Una vida de esclavitud burocrática en aquel ridículo cubo había sido suficiente para Hernán. Estaba listo para jubilarse, como quien vuelve a casa a las seis de la mañana y se siente listo para dejarse caer boca abajo en la cama mientras cada parte del cuerpo se va percatando de que efectivamente bailó toda la noche.
Y entonces le pasó lo que pasa cuando la fiesta termina y hay que irse a dormir: ese maldito zumbido. Una molestia indescriptiblemente sutil que le nacía bajo la piel como una ampolla. Un adefesio sonoro del que no podía escapar ni en la cocina, ni en el baño, ni en la vereda, ni entre las rosas chinas del patio de la Gaby, que siempre lo invitaba con mates asquerosamente dulces. Ni siquiera pudo huir de él al pie del imponente glaciar que había viajado a conocer para celebrar la abolición de su trabajo.
– ¿No estás contento ahora que podés empezar a vivir? -lo interrogó una tarde la Gaby, ingenua.
“¿Vivir?”, pensó Hernán, “Eso era antes. Vivir es conmoverse con un color, un acorde, un guiso calentito al final del día, qué se yo. No esto del café descafeinado y los mediodías en calzoncillos”, reflexionó, y lo alarmó su propia amargura.
Desesperado, Hernán sacó turno con un psicólogo.

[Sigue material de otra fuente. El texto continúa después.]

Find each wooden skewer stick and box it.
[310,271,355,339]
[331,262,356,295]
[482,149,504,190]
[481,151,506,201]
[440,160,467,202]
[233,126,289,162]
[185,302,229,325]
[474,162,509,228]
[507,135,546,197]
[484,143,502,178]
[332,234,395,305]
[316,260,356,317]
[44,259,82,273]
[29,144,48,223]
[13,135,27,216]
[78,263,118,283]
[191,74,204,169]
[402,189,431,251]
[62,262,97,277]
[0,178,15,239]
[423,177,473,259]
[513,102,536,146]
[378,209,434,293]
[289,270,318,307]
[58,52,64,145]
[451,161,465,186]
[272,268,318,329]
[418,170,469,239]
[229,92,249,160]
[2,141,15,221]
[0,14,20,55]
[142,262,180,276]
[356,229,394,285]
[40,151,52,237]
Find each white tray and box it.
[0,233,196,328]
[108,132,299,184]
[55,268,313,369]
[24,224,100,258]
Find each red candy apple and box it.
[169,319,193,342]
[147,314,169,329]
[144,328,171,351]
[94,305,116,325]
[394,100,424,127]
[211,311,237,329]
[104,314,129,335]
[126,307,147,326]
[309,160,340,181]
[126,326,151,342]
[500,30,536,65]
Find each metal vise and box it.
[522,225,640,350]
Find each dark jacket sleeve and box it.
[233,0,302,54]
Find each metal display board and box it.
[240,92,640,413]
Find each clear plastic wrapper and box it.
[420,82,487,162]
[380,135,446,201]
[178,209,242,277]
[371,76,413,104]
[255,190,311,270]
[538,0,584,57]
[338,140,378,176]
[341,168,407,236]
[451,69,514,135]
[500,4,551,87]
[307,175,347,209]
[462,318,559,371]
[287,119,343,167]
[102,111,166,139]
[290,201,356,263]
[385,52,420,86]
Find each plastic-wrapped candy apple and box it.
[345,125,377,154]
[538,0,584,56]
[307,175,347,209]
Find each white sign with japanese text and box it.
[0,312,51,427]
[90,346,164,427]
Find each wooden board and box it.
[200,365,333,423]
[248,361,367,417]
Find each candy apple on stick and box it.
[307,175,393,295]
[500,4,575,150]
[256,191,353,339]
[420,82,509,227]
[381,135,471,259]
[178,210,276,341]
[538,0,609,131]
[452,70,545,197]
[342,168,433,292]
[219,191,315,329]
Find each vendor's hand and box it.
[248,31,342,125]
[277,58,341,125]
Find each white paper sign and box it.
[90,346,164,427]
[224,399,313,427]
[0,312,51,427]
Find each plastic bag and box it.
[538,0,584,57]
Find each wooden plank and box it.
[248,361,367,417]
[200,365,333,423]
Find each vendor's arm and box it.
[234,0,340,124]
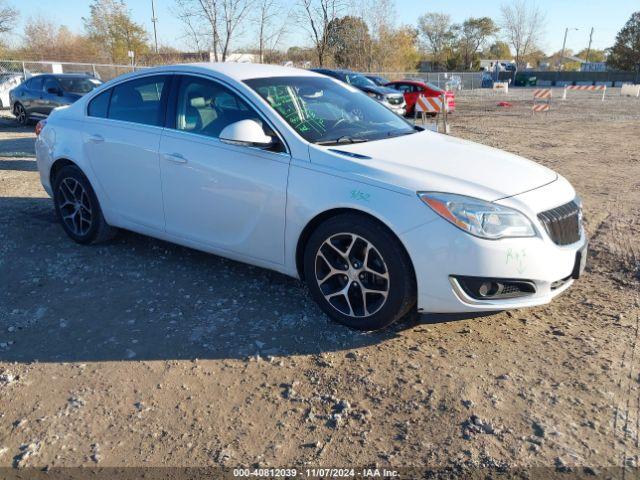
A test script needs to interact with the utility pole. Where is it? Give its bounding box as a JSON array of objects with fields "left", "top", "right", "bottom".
[
  {"left": 151, "top": 0, "right": 158, "bottom": 53},
  {"left": 584, "top": 27, "right": 593, "bottom": 63},
  {"left": 557, "top": 27, "right": 578, "bottom": 71}
]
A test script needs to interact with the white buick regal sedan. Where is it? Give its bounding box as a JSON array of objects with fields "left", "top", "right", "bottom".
[{"left": 36, "top": 63, "right": 587, "bottom": 330}]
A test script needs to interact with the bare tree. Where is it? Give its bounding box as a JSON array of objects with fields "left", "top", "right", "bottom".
[
  {"left": 220, "top": 0, "right": 253, "bottom": 62},
  {"left": 0, "top": 0, "right": 20, "bottom": 34},
  {"left": 299, "top": 0, "right": 345, "bottom": 67},
  {"left": 418, "top": 12, "right": 455, "bottom": 70},
  {"left": 172, "top": 0, "right": 206, "bottom": 53},
  {"left": 254, "top": 0, "right": 288, "bottom": 63},
  {"left": 176, "top": 0, "right": 254, "bottom": 62},
  {"left": 500, "top": 0, "right": 545, "bottom": 66}
]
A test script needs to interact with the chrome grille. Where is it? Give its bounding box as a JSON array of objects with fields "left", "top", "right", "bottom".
[{"left": 538, "top": 201, "right": 582, "bottom": 245}]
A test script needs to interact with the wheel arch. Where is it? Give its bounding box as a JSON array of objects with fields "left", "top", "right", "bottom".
[
  {"left": 295, "top": 207, "right": 417, "bottom": 282},
  {"left": 49, "top": 158, "right": 80, "bottom": 188}
]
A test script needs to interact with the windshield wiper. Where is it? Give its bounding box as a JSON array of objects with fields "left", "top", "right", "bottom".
[
  {"left": 387, "top": 129, "right": 417, "bottom": 138},
  {"left": 315, "top": 135, "right": 369, "bottom": 145}
]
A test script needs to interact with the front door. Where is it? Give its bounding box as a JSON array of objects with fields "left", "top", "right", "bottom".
[
  {"left": 82, "top": 75, "right": 170, "bottom": 231},
  {"left": 160, "top": 75, "right": 290, "bottom": 264}
]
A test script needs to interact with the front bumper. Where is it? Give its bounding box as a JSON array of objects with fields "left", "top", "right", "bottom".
[
  {"left": 400, "top": 177, "right": 587, "bottom": 313},
  {"left": 401, "top": 218, "right": 587, "bottom": 313}
]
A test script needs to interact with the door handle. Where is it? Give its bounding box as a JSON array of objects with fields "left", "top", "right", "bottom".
[{"left": 164, "top": 153, "right": 187, "bottom": 163}]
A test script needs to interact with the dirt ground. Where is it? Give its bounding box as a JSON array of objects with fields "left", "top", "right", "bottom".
[{"left": 0, "top": 91, "right": 640, "bottom": 478}]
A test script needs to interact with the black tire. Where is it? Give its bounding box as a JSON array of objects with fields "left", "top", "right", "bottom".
[
  {"left": 52, "top": 165, "right": 117, "bottom": 245},
  {"left": 304, "top": 213, "right": 416, "bottom": 331},
  {"left": 13, "top": 102, "right": 29, "bottom": 127}
]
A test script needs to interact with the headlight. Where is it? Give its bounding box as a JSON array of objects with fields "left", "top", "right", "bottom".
[{"left": 418, "top": 192, "right": 536, "bottom": 240}]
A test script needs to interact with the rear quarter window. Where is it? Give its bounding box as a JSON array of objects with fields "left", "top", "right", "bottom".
[
  {"left": 108, "top": 75, "right": 168, "bottom": 126},
  {"left": 87, "top": 89, "right": 111, "bottom": 118}
]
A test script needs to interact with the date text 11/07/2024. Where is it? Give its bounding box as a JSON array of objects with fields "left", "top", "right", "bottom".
[{"left": 233, "top": 468, "right": 399, "bottom": 478}]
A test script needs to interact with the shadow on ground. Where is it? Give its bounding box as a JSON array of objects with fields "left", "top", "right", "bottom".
[{"left": 0, "top": 197, "right": 496, "bottom": 362}]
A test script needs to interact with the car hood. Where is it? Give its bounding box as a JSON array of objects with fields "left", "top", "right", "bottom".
[
  {"left": 64, "top": 92, "right": 83, "bottom": 102},
  {"left": 358, "top": 87, "right": 402, "bottom": 95},
  {"left": 311, "top": 131, "right": 558, "bottom": 201}
]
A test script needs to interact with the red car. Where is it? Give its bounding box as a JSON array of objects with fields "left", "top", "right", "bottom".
[{"left": 386, "top": 80, "right": 456, "bottom": 115}]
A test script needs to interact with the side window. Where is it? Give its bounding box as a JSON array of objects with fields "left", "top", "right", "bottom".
[
  {"left": 42, "top": 77, "right": 60, "bottom": 92},
  {"left": 27, "top": 77, "right": 42, "bottom": 90},
  {"left": 176, "top": 76, "right": 262, "bottom": 138},
  {"left": 109, "top": 75, "right": 167, "bottom": 126},
  {"left": 87, "top": 90, "right": 111, "bottom": 118}
]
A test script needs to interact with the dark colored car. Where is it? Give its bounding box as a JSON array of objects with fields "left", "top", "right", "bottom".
[
  {"left": 311, "top": 68, "right": 406, "bottom": 115},
  {"left": 363, "top": 73, "right": 389, "bottom": 87},
  {"left": 387, "top": 80, "right": 456, "bottom": 114},
  {"left": 9, "top": 73, "right": 102, "bottom": 125}
]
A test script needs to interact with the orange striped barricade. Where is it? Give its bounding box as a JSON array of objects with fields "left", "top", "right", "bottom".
[
  {"left": 533, "top": 88, "right": 553, "bottom": 113},
  {"left": 413, "top": 94, "right": 449, "bottom": 133},
  {"left": 533, "top": 103, "right": 551, "bottom": 113},
  {"left": 562, "top": 85, "right": 607, "bottom": 102}
]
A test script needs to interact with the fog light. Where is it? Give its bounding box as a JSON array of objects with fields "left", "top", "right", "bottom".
[{"left": 453, "top": 276, "right": 536, "bottom": 300}]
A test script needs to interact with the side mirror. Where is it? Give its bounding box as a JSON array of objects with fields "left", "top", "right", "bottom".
[{"left": 219, "top": 120, "right": 275, "bottom": 148}]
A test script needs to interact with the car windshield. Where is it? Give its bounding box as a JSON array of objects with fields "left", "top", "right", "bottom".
[
  {"left": 56, "top": 77, "right": 102, "bottom": 94},
  {"left": 426, "top": 83, "right": 444, "bottom": 92},
  {"left": 345, "top": 73, "right": 376, "bottom": 87},
  {"left": 245, "top": 77, "right": 416, "bottom": 145}
]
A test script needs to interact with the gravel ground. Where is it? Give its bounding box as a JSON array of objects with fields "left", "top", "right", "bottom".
[{"left": 0, "top": 92, "right": 640, "bottom": 478}]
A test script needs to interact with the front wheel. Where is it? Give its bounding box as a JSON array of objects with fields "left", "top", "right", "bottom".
[
  {"left": 304, "top": 214, "right": 416, "bottom": 330},
  {"left": 53, "top": 165, "right": 116, "bottom": 244}
]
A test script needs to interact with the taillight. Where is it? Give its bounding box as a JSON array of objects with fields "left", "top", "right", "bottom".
[{"left": 36, "top": 120, "right": 47, "bottom": 137}]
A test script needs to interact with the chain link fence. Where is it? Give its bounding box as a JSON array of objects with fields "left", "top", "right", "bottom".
[
  {"left": 0, "top": 60, "right": 144, "bottom": 81},
  {"left": 370, "top": 72, "right": 484, "bottom": 90}
]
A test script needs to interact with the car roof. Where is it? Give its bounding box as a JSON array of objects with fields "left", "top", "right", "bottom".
[
  {"left": 140, "top": 62, "right": 320, "bottom": 81},
  {"left": 390, "top": 79, "right": 426, "bottom": 87}
]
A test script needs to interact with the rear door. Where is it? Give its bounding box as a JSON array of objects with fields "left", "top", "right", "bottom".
[
  {"left": 83, "top": 75, "right": 171, "bottom": 230},
  {"left": 38, "top": 77, "right": 62, "bottom": 115},
  {"left": 160, "top": 75, "right": 291, "bottom": 264}
]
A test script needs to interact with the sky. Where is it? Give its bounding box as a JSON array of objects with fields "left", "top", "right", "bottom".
[{"left": 6, "top": 0, "right": 640, "bottom": 53}]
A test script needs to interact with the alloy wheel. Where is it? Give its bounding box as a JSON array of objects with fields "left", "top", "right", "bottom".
[
  {"left": 315, "top": 233, "right": 390, "bottom": 318},
  {"left": 58, "top": 177, "right": 93, "bottom": 237}
]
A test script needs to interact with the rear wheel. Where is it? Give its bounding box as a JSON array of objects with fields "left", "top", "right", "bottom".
[
  {"left": 53, "top": 165, "right": 116, "bottom": 244},
  {"left": 304, "top": 214, "right": 416, "bottom": 330}
]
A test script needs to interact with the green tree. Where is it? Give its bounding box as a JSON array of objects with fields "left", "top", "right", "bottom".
[
  {"left": 482, "top": 40, "right": 513, "bottom": 60},
  {"left": 327, "top": 15, "right": 371, "bottom": 70},
  {"left": 576, "top": 48, "right": 607, "bottom": 62},
  {"left": 458, "top": 17, "right": 498, "bottom": 69},
  {"left": 418, "top": 12, "right": 457, "bottom": 69},
  {"left": 607, "top": 12, "right": 640, "bottom": 71},
  {"left": 82, "top": 0, "right": 149, "bottom": 63}
]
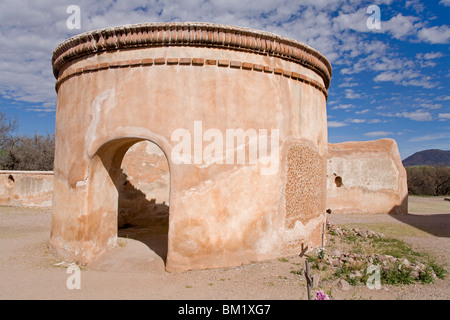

El consultorio del doctor Valenti quedaba en pleno centro, en un edificio viejo de tres pisos que pasaba desapercibido con sus angostas puertas de hierro de principio de siglo. Hernán se sentó en la sala de espera con las manos entrelazadas sobre el regazo. Una reproducción de los Lirios de Van Gogh lo miraba desde la pared de enfrente. En la esquina, un revistero vertical exhibía ejemplares obligadamente viejos de la revista Gente. El zumbido atravesaba la habitación de la misma forma en que el silencio no lo hacía.
La sesión fue menos tensa de lo que Hernán esperaba, aunque lo incomodaba pagarle a un extraño para que lo escuchara hablar de sí mismo.
– Son cincuenta centavos -le dijo el doctor Valenti antes de despedirlo.
Hernán hizo una mueca: la tarifa era absurda. Pero el hombre lo miraba totalmente serio, así que se encogió de hombros y metió la mano en el bolsillo.
– No tengo más chico -dijo Hernán, extendiéndole un billete de dos pesos.
El doctor Valenti hizo un gesto reprobador.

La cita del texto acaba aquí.